Daijiworld Media Network – New Delhi
New Delhi, Jan 1: Smoking is set to pinch the pockets of nearly 10 crore smokers across the country, with the Union government imposing an additional excise duty on tobacco products effective February 1, 2026, making cigarettes and related products more expensive.
Late on Wednesday, the Finance Ministry notified the Chewing Tobacco, Jarda Scented Tobacco and Gutkha Packing Machines (Capacity Determination and Collection of Duty) Rules, 2026, under which cigarettes will attract an excise duty ranging from Rs 2,050 to Rs 8,500 per 1,000 sticks, depending on their length.
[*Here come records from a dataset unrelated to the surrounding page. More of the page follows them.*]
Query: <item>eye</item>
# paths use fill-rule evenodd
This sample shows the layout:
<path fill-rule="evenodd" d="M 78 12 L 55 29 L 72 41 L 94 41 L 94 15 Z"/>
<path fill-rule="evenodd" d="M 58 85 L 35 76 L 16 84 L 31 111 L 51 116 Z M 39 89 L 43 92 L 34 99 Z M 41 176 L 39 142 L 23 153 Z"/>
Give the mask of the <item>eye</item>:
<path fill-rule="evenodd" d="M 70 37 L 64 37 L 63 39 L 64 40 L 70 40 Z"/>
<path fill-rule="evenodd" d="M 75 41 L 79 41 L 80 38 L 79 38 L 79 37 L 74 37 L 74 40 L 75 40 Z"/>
The move had an immediate impact on the stock market, with shares of major cigarette manufacturers coming under pressure. ITC, the country’s largest cigarette maker and manufacturer of brands such as Gold Flake and Classic, fell around 2% and emerged as the biggest loser on the Nifty 50 index. Godfrey Phillips India, which distributes Marlboro cigarettes in India, declined by over 4%. The FMCG index was also trading about 0.6% lower.
At present, tobacco products attract a Goods and Services Tax (GST) of 40%. The new excise duty will be levied over and above GST, replacing the compensation cess that has now been done away with as part of the government’s broader GST rationalisation exercise.
From February 1, tobacco products including pan masala and cigarettes will continue to attract 40% GST, while bidis will be taxed at a lower rate of 18%. In addition, a Health and National Security Cess will be imposed on pan masala, and tobacco and allied products will face the newly notified excise duty.
The Parliament had approved two bills in December enabling the levy of the Health and National Security Cess on pan masala and the imposition of excise duty on tobacco products. The government has now formally notified February 1, 2026, as the date from which these changes will come into force. On the same day, the existing GST compensation cess on tobacco products will cease to apply.